SXSW: Fedel gives advice on touring and streaming
At SXSW 2016, Rapzilla interviewed Fedel, one of the most successful independent Christian rappers, about two issues which every new indie artist must deal with: touring and streaming.
He stressed the importance of young artists taking every opportunity they receive to perform, as well as not overprioritizing social media.
“What I see happens now is artists build their brand on Twitter or on Instagram — they might have a few thousand followers — and somebody might give them a show … ‘Hey, you can come [perform for] my 20 kids at the Salvation Army. I can’t pay you,’ and they won’t do it because the sound system’s not good or this [is] not good,” Fedel said. “But what they don’t realize is that, the Twitter or social media world, the same way you build that is the same way you have to build the tour base.

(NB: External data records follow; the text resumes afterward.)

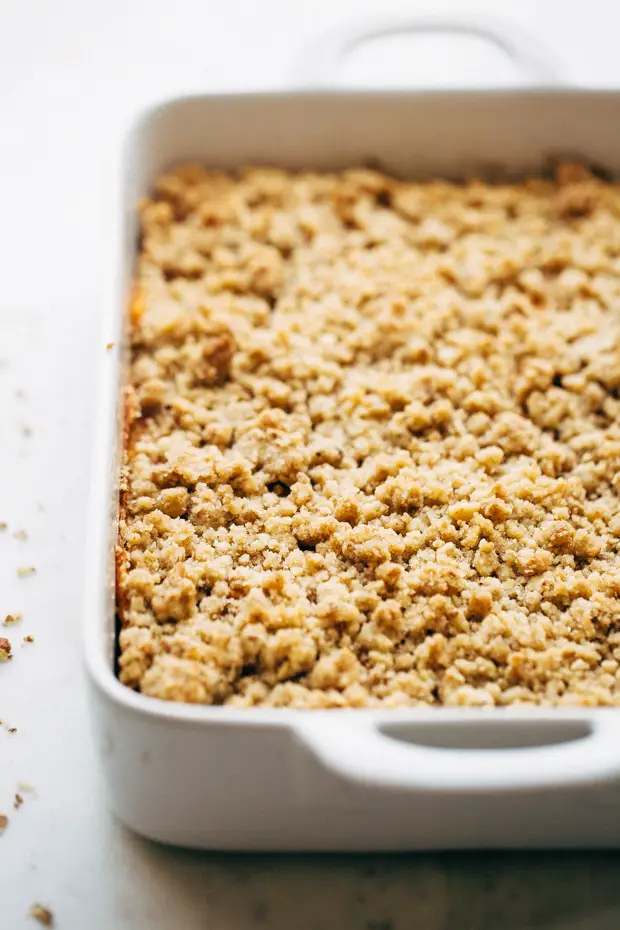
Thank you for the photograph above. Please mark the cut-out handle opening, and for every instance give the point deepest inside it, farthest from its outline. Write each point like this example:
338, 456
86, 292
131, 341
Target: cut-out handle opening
489, 734
472, 755
320, 63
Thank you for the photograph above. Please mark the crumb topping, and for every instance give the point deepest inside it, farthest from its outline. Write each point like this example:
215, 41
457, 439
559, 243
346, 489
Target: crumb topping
373, 448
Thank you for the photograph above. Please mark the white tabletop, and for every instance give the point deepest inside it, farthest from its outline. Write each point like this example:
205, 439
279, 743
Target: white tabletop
71, 74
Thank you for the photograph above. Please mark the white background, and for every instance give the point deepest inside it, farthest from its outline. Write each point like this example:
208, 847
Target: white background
71, 75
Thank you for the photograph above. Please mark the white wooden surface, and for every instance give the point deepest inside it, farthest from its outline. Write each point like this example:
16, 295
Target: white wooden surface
71, 74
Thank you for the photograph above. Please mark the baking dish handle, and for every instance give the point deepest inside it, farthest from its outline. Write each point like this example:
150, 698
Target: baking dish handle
360, 751
320, 61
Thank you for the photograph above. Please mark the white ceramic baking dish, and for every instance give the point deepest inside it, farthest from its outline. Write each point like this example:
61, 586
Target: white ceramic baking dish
222, 778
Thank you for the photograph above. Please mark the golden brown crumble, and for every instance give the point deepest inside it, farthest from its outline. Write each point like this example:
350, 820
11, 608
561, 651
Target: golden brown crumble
42, 914
373, 448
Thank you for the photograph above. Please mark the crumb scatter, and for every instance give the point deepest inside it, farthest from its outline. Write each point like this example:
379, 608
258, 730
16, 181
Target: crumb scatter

“You have to start somewhere. Because even if you get the shot of 500 students the first time through, you want to grow and get better at touring, at doing live shows, so any opportunity to do shows is an opportunity to get better. … I know for me, a lot of times when I was touring and working on touring, I wasn’t managing my social media as good as I wanted to because, as an indie artist, you only have so much time. So a lot of times you can get so caught up in social media that you’re not going out to other people’s shows to support them, meeting the people who did the tour and saying, ‘Man, if you do another show, hey, I would love to be apart,’ you’re not doing any of that.”
Fedel also had strong opinions about whether or not artists should stream their music, which doesn’t pay as much as digital sales.
“You either adapt or die,” he said. “You can fight streaming. It’s not going anywhere. … I’ma be honest with you. If you don’t put your album on Apple Music, you might sell some records, but a lot of people will never hear your record.”
World-renowned artists like Adele, Kanye West and Taylor Swift have all made headlines for not following the norm when distributing their recent albums — spurning certain, if not all, streaming services. But most artists do not have the influence to release an album without streaming and reach just as many listeners.
“If you look at the majority of artists, the 99 percent, not the Adele’s — what she did was incredible, not people like her — but a lot of the people, the other 99 percent, if you look at them and you’re honest with yourself, streaming is just the way to go,” Fedel said. “It’s the way that artists are building their tour base. It’s the way that the future is coming.”